Мне показалась примечательной именно вялость реакции: выработалась привычка к унижению. Разве я мог думать, выполняя в спецлагере два рисунка на тему унижения женщин – с молодой искалеченной лагерницей и вольнонаемной начальницей медсанчасти, – что настанет время, и я буду обдумывать третий рисунок об унижении женщины – и на этот уже раз с Анечки, своей жены, москвички, вольной гражданки Советского Союза?!
Вчера на лестнице лежал в собственной блевотине, моче и кале мертвецки пьяный жилец 3-го этажа, молодой человек. Был праздничный день. Нарядно одетые девочки спокойно шагали через него, стараясь не обмазаться и весело щебеча о предстоящем празднике в школе. Я наблюдал за выражением детских лиц: весёлое до пьяного, несколько озабоченное при перешагивании и снова весёлое. Но ни тени гадливости и возмущения. Это были адаптированные дети, и Анечка теперь тоже адаптирована.
Ну, теперь пора рассказать и о товарищеском суде: это тоже кусочек моего существования и картина общественной жизни города и эпохи, и, говоря о ней, я не выхожу из рамок темы.
В доме свыше семисот квартир, из них триста конфликтуют, то есть за молчаливыми коридорными дверями в них кипят ожесточённые свалки. Почти каждую неделю по вторникам в 7 часов вечера в помещении «Красного уголка» собираются судьи, стороны, свидетели и слушатели (весь состав суда – реабилитированные контрики). Я прихожу из института или Ленинской библиотеки усталый, по дороге кляня на свете всё, кроме Анечки, дивана и пачки газет. Но вхожу в зал, занимаю место председательствующего за столом, покрытым зелёным сукном, и усталость вдруг уходит: я люблю эту работу и люблю этих людей – ведь они мои современники, волей-неволей я связан с ними узами жизни: и чистенький, вежливый, подтянутый лекальщик Толя всем телом прижат ко мне так же, как и мерзкая курва Марья Васильевна: все мы – соседи, все волей-неволей досконально знаем друг друга.
В товарищеском суде разбираются дела разные – и посложнее, и попроще. Расскажу о тех и о других.

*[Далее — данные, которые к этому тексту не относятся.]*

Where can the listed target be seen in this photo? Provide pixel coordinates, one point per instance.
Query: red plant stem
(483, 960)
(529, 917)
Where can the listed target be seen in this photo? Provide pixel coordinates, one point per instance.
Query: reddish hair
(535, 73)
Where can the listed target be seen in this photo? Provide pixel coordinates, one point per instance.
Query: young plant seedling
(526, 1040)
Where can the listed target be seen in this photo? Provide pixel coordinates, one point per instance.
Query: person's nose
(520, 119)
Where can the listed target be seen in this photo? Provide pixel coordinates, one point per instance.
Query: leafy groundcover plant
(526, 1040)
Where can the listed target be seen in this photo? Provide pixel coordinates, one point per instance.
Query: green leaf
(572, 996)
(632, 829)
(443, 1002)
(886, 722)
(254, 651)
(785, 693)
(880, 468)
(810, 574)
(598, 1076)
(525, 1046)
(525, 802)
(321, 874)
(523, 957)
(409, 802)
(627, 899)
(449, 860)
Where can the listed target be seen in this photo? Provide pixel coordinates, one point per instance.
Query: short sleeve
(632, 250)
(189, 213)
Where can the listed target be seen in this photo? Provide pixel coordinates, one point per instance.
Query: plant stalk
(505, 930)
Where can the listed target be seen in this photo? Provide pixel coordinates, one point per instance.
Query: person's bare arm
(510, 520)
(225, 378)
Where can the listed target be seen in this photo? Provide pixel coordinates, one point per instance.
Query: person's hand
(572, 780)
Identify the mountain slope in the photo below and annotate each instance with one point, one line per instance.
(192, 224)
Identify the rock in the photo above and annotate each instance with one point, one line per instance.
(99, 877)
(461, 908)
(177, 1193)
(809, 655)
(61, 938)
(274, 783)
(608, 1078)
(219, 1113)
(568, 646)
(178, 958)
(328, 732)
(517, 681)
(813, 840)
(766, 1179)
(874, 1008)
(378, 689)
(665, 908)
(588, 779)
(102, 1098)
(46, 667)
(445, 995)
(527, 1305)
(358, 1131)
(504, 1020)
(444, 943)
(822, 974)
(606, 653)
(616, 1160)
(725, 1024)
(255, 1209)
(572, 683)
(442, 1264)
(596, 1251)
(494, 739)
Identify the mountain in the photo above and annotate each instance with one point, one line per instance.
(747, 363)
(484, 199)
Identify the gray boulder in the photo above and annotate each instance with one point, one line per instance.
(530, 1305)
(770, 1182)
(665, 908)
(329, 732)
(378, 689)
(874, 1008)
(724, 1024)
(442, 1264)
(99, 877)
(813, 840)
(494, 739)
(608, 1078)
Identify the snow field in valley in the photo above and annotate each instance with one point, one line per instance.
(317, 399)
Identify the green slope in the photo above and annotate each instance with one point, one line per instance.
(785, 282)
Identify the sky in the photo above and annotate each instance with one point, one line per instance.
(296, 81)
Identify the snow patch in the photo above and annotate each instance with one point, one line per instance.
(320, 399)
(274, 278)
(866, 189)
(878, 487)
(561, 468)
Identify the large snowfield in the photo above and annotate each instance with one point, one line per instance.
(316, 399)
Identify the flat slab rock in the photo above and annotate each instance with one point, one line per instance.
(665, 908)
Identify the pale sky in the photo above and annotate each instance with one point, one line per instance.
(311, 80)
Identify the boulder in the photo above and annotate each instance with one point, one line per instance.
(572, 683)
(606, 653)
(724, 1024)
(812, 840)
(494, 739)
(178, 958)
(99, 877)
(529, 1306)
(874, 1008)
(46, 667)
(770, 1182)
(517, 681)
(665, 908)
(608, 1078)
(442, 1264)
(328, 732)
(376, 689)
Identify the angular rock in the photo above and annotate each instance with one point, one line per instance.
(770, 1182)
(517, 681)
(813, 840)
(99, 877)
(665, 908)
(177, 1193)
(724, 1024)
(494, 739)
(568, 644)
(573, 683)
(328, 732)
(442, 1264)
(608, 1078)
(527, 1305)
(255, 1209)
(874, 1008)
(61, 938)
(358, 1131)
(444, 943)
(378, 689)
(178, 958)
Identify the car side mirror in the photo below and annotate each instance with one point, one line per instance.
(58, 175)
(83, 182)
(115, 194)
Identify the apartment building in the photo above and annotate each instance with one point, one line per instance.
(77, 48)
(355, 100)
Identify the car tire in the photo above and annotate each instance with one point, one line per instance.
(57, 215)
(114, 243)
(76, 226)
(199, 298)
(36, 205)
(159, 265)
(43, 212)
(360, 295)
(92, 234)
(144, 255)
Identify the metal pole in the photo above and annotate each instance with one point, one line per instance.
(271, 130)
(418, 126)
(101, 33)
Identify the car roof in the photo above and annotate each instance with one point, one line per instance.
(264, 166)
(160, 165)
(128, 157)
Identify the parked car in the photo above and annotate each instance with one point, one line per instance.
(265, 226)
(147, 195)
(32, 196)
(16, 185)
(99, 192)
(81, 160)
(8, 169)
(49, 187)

В квартире две семьи без детей. Муж – доктор наук, жена – кандидат и их деревенские малограмотные старички, и второй муж – доктор наук с женой-кандидатом и набором деревенских стариков. Все четыре ученых – физики, работают под руководством знаменитого академика Капицы в сугубо передовом научно-исследовательском институте. Все четверо – члены партии, первый муж – член партийного бюро института, второй – секретарь парторганизации отдела. Все четверо родились после революции. При заселении дома ими было куплено мусорное ведро для кухни, однако без крышки. Потом заказали крышку. Она обошлась в один рубль, но при расчёте доли каждой семьи вспыхнула сора, дальше – больше, неприязнь перешла во вражду, вражда – в ненависть, ненависть – в драки. Начинают бой всегда кандидаты – одна другой всаживает удар между ног остроконечным носком модной туфли и вцепляется в модную причёску противницы. На крики, на бегу вооружаясь чем попало, включаются доктора, оба молодые и по-деревенски жилистые; последними подтягиваются на передовые линии старики – к этому времени сражение переходит в коридор и жилые комнаты, старики на кухне дерутся сковородками и кастрюлями. Мы сначала их штрафовали, но они все получают такие мощные оклады, что наши штрафы их не пугали. Тогда мы послали академику и парторганизации института описание всех их подвигов. Академик заявил, что поседеет и сойдёт с ума, и умыл руки, а парторганизация сначала влепила мужьям по «строгачу», а потом поставила вопрос об исключении. И что же? Страсти немедленно стихли, потом одна семья срочно выехала, и в квартире воцарились покой и порядок.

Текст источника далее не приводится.